After spending more than 7 years analyzing the outer layer of the solar system, the Voyager 1 spacecraft may finally be approaching interstellar space. New readings from its instruments have researchers at the NASA Jet Propulsion Laboratory (JPL), in Pasadena, California, very excited.
Scientists say that reaching the boundary of interstellar space should be accompanied by three key signs, two of which may have already been detected. However, it is very difficult to tell for sure when this will happen, since the signals were proposed theoretically.
Figuring out the exact size of the boundary is also very difficult, since the outer layer of the solar system may in fact be very thick. It represents an area where the magnetic influence of the Sun begins to be counterbalanced by influences from interstellar space.
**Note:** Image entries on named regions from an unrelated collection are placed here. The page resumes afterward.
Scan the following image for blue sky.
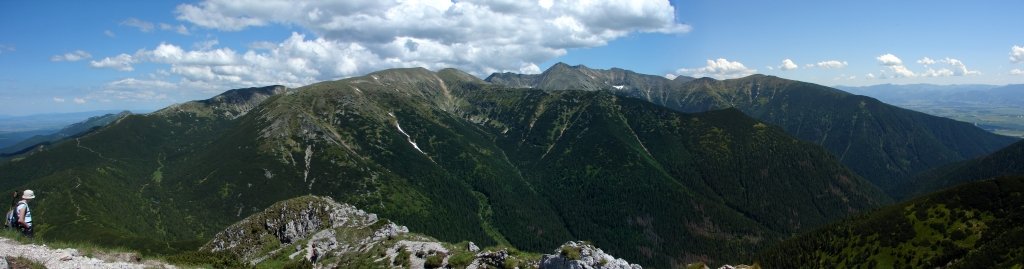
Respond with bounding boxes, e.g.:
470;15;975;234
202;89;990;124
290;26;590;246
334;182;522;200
0;0;1024;115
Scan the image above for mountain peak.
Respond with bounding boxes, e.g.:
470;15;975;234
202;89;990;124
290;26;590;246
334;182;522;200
155;85;290;119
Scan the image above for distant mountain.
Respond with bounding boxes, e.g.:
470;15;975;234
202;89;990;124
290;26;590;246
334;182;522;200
837;84;1024;107
486;63;1017;189
897;141;1024;197
0;110;120;132
0;69;891;268
170;196;640;269
756;176;1024;268
0;110;128;148
0;111;131;158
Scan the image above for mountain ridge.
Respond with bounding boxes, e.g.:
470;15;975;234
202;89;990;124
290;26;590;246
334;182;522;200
487;64;1016;191
0;69;890;267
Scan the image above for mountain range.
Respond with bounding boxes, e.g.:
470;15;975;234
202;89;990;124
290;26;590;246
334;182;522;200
0;111;131;158
0;69;891;267
0;64;1015;268
486;63;1018;191
839;84;1024;137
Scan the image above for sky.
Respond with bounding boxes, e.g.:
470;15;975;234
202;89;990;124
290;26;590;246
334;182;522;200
0;0;1024;115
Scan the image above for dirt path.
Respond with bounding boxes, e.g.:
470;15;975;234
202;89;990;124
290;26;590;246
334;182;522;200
0;238;177;269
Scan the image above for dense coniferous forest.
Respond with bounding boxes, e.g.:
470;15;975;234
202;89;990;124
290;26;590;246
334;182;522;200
0;69;890;267
756;176;1024;268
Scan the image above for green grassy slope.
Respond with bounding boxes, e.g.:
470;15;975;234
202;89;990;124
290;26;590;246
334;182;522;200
456;87;888;267
0;69;889;267
487;63;1017;191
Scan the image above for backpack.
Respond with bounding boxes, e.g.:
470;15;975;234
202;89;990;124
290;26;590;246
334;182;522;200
4;201;22;229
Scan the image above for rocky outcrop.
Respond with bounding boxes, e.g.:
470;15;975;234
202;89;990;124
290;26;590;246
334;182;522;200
202;195;641;269
202;196;385;262
540;241;642;269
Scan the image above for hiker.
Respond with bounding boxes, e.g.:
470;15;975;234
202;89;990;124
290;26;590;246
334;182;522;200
16;189;36;238
5;191;22;230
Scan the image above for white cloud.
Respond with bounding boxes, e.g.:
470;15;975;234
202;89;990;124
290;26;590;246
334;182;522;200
889;64;916;78
778;59;797;71
193;39;220;50
160;23;191;36
50;50;92;61
940;58;981;76
876;53;903;66
814;59;849;70
918;57;936;66
676;58;758;79
1010;45;1024;62
874;53;916;78
919;57;981;77
89;53;135;72
121;17;154;33
0;44;14;54
175;0;690;76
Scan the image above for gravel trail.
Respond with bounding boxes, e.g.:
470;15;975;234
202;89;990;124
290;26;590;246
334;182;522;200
0;238;177;269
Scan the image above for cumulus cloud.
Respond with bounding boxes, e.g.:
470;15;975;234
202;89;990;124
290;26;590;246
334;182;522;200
676;58;758;79
89;53;135;72
193;39;220;50
778;59;797;71
919;57;981;77
1010;45;1024;62
175;0;690;76
918;57;936;66
50;50;92;61
876;53;903;66
160;23;191;36
0;44;14;54
814;59;849;70
121;17;155;33
874;53;916;78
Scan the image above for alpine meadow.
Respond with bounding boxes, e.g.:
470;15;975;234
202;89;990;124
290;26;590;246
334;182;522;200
0;0;1024;269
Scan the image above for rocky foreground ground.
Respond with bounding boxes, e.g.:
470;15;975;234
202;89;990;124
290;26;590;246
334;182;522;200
0;238;176;269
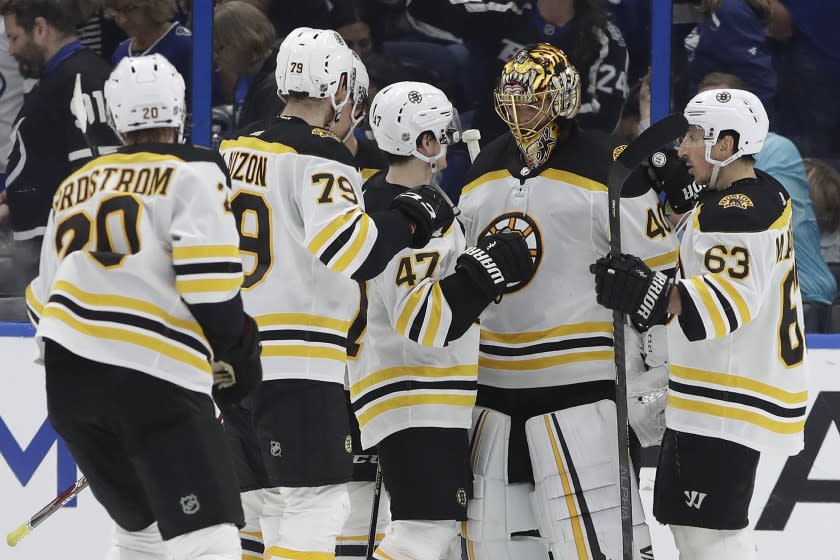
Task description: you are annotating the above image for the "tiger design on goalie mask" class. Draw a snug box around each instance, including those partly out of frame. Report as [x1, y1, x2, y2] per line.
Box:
[494, 43, 581, 168]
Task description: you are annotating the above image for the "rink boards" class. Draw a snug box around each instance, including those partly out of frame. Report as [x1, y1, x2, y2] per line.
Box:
[0, 323, 840, 560]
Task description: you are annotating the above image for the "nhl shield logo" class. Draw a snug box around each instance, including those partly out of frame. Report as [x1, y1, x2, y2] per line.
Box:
[268, 441, 283, 457]
[181, 494, 201, 515]
[455, 488, 467, 507]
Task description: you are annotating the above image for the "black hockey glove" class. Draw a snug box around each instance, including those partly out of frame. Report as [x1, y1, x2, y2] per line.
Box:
[456, 231, 534, 303]
[589, 254, 674, 332]
[644, 149, 703, 214]
[391, 185, 455, 249]
[213, 315, 262, 409]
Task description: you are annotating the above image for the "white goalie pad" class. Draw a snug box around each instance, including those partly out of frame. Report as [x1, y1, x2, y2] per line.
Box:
[525, 400, 652, 560]
[461, 407, 548, 560]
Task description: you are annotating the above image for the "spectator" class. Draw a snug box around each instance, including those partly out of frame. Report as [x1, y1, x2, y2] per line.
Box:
[685, 0, 776, 114]
[0, 0, 118, 287]
[774, 0, 840, 158]
[213, 0, 283, 129]
[330, 1, 382, 57]
[805, 158, 840, 266]
[407, 0, 629, 139]
[699, 73, 837, 310]
[105, 0, 192, 104]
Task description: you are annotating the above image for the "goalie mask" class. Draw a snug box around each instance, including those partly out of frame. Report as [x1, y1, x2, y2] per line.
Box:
[370, 82, 461, 171]
[494, 43, 581, 169]
[680, 89, 770, 188]
[103, 54, 186, 142]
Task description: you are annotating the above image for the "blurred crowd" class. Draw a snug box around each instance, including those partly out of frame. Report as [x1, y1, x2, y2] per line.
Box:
[0, 0, 840, 331]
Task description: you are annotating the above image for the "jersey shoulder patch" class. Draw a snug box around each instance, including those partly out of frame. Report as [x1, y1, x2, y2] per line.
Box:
[695, 170, 792, 233]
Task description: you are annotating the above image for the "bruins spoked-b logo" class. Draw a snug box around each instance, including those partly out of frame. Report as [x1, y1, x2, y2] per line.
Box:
[481, 212, 542, 294]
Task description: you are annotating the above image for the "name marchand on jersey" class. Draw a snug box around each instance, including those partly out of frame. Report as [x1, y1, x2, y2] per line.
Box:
[667, 172, 808, 455]
[26, 145, 242, 393]
[221, 119, 377, 383]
Both Voyager spacecraft have to get out into this environment. Launched decades ago, they traveled over extensive distances. Voyager 1, which was launched on September 5, 1977, is currently more than 11 billion miles (18 billion kilometers) from the Sun.
The vehicle has traveled the most extensive distance of any man-made spacecraft. It now flies through the heliosheath, the outermost layer of the heliosphere (the envelope surrounding the Sun). Solar winds in this layer travel much slower, are more compressed, and more turbulent.
This happens because the influence of the interstellar environment is getting more intense. Eventually, it will overpower that of solar winds, and that is when and where Voyager 1 will have exited the solar system.
JPL scientists say that there are three tell-tale signs that should indicate Voyager 1's success – an increase in the amount of cosmic rays originating from interstellar space, a decrease in the lower-energy particle count originating within the system, and a change in the direction of the magnetic field.
On July 28, experts monitoring data the spacecraft relays back through the NASA Deep Space Network found that Voyager 1's instruments were detecting a 5 percent higher amount of high-energy cosmic rays from outside the solar system.
During the second half of the same day, researchers also noticed a 50 percent decrease in the amount of low-energy particles originating from the Sun. A change in the magnetic field direction was not observed. Over the next couple of days, all values returned close to normal.
“These are thrilling times for the Voyager team as we try to understand the quickening pace of changes as Voyager 1 approaches the edge of interstellar space,” Voyager project scientist Edward Stone says.
“We are certainly in a new region at the edge of the solar system where things are changing rapidly. But we are not yet able to say that Voyager 1 has entered interstellar space,” adds the expert, who is based at the California Institute of Technology, also in Pasadena.